October 28, 2022 | Posted in : Fee Dispute, Fee Entitlement / Recoverability, Fee Jurisprudence, Fees Paid by Gov't / Taxpayers, Hourly Rates, Lodestar

A recent Law 360 story by Caleb Symons, “California Rebuffs Tribes’ Bid for $1.1M Atty Fee in Gaming Appeal reports that California and its governor, Gavin Newsom, say five Native American tribes that earlier this year won a Ninth Circuit decision over their gaming negotiations with the state are not entitled to more than $1.1 million in attorney fees, since federal Indian law offers no such relief.  That dispute comes several months after the Ninth Circuit gave the five tribes — the Chicken Ranch Rancheria of Me-Wuk Indians, the Chemehuevi Indian Tribe, the Hopland Band of Pomo Indians, the Robinson Rancheria of Pomo Indians and the Blue Lake Rancheria of the Wiyot, Yurok and Hupa Indians — major leverage in their gaming negotiations.

In the wake of that decision, in which a panel of the appellate court prohibited California from adding to the tribes' new gaming compacts any regulatory topics not directly tied to gambling, tribal leaders have sought to recoup $1,130,679 they estimated spending on the litigation.  California fired back, saying the tribes are ineligible for that relief because the federal Indian Gaming Regulatory Act contains no provision for recovering such expenses.

Nor can the tribes turn to state civil procedure to recoup their attorney fees, Newsom and other state officials argued, since the case involved only questions of the federal Indian gaming law, not state law.  The Ninth Circuit has already determined — in the 2018 case Independent Living Center of Southern California Inc. v.

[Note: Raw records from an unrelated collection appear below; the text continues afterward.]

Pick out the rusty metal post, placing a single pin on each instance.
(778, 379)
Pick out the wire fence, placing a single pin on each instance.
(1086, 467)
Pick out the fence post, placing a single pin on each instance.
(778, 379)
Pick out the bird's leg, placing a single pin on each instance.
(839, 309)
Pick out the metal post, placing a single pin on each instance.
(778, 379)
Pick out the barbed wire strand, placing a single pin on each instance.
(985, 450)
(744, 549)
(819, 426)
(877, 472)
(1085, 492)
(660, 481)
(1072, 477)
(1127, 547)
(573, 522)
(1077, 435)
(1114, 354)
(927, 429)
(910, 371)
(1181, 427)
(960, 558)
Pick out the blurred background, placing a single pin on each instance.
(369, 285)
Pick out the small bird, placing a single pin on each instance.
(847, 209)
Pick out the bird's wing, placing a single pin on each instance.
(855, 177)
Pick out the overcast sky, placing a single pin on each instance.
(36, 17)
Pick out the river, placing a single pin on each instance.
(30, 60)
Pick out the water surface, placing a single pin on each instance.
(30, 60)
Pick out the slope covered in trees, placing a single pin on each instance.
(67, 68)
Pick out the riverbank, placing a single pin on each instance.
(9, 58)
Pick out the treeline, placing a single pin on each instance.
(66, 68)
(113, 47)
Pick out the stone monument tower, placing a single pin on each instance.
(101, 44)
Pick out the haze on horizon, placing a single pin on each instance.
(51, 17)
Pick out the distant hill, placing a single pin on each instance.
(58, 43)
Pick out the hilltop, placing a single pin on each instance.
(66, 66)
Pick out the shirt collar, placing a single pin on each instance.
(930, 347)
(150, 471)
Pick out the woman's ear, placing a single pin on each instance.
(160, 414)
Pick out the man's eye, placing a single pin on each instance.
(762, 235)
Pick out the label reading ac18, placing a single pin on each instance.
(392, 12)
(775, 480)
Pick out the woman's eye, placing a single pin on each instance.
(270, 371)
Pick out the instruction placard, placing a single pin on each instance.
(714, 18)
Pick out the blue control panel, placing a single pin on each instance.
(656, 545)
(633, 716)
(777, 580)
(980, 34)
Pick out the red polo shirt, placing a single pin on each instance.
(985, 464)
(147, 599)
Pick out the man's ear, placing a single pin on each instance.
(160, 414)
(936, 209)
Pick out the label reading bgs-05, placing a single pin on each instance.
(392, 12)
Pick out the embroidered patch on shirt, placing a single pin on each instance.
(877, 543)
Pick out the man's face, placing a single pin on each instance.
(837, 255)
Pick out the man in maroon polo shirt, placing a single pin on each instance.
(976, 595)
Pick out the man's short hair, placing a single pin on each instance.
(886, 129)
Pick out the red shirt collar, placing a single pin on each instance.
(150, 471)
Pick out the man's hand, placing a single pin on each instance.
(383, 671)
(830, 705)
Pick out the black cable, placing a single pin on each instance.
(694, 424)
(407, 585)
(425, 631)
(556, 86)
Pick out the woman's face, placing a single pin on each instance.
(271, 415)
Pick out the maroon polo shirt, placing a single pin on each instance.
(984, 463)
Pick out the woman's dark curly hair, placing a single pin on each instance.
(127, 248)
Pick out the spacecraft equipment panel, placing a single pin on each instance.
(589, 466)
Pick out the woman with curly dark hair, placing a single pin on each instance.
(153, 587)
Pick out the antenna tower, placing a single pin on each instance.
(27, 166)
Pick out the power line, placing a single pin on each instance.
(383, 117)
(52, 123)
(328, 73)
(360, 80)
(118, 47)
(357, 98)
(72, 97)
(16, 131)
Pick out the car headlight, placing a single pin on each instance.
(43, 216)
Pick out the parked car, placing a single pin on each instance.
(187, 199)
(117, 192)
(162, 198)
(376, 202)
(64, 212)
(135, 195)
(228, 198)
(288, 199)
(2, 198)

Kent — that such claims are valid exclusively in litigation over state law, according to California.

"The tribes' attempt to expand Kent to permit state law attorneys' fees awards in federal court cases that do not adjudicate a state law claim remains wholly without support," the state said.  In their Sept. 26 motion, the five Native tribes said their request of $1.1 million in attorney fees was based on reduced rates and reflected a proper "lodestar" amount, defined as the product of the number of hours reasonably spent on the litigation and a reasonable hourly rate for the attorneys.

That calculation, on the high end, proposes $980 per hour for Lester J. Marston of Rapport and Marston, which represents all the tribes except the Blue Lake Rancheria.  At the low end, it proposes $300 per hour for Marston's son, a law clerk at the same firm.  But even if the tribes are, in fact, eligible to recoup such expenses, California and Newsom responded, the state is immune from furnishing those funds under the 11th Amendment of the U.S. Constitution.

California never waived its sovereign immunity in the litigation, the state added, calling the tribes "mistaken" for contending that it set aside its immunity under a statute that allows for lawsuits against the state that are related to the federal Indian gaming act.  That statute, known as Section 98005, allows for "good faith" litigation under the Indian gaming act but does not waive California's immunity to attorney fees, according to state officials.  "Because Section 98005 is silent on attorneys' fees, the statute does not 'unequivocally' waive the state's immunity to a claim for such fees," they said.